Imagine children reading this: “A somewhat a chilly winter winds could be left on our faces. The bell-boy rang the bell, students alike teachers directed their locomotive organs to Morning Assembly.

“The Scripture reading was taken from Luke 4: 16-20 . . .”

Scrutator would, as humbly as always, like to recommend that we all fast and say Our Father every day with the writer and many others in mind.

In our prayers we must however specifically mention a senior scribe by the name Theko.

The boy needs our prayers.

And if you feel the Almighty is taking too long to answer, please whisper the following quotation from one of Theko’s stories.

“I must not elate the fact that he is also the Vice President of a student association called Public Administration and Political Science Association (PAPSA). Let us relax and find out what he has in store for u.”

Don’t you dare say “Amen” dear reader for this boy needs your long and hard prayers?  

 

In our Sesotho culture, a name is not just a label to distinguish you from the next person.

Names have meaning. They are in most cases a social commentary on one’s circumstances at birth.

But human nature being what it is our parents sometimes end up giving their children heavy names that hang on their necks like an albatross.

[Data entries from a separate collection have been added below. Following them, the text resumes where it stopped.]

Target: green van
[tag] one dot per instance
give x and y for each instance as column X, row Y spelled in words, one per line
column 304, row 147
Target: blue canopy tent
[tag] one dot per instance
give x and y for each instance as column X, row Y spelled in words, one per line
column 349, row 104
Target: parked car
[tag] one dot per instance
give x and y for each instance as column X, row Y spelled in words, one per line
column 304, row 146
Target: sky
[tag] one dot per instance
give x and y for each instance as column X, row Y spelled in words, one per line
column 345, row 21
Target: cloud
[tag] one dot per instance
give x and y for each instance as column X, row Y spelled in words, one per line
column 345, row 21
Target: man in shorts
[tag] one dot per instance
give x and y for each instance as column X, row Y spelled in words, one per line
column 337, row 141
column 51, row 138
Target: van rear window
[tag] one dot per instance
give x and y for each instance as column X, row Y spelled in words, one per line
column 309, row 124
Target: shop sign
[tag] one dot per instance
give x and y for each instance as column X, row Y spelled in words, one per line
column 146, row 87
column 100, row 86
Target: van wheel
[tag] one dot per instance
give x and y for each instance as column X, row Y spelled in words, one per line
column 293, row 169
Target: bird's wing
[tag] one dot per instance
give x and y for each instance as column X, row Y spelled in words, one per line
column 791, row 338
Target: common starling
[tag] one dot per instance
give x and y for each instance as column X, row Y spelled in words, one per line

 I know of some colleagues who were never at peace with the names they were given by their mothers.

They were so embarrassed by their Sesotho names.

Some went to great lengths to ditch those names and adopted English ones which they thought had a ring of sophistication.

The issue of language strikes at the heart of what makes us Africans.

This is the issue that Ngugi wa Thiong’o dealt with in his seminal work aptly titled Decolonising the Mind.

The book, by Kenya’s most celebrated literary icon, was compulsory reading during my good old days at college.

One of the major issues that Ngugi pushes is that our African names are not shameful at all.

In fact, he hints that the “missionary names” some of us have are a sign of mental colonisation.

We learnt in school that one cannot be free unless the mind is free.

I seriously reflected on these cultural issues after reading a dispatch from our local news agency recently about an assistant minister’s chauffer by the name Unjacketed Maketekete.

The man was recently fined M500 by the Magistrates’ Court for negligent driving.

The names that we give our children!

Was it the parents’ fascination with the jacket?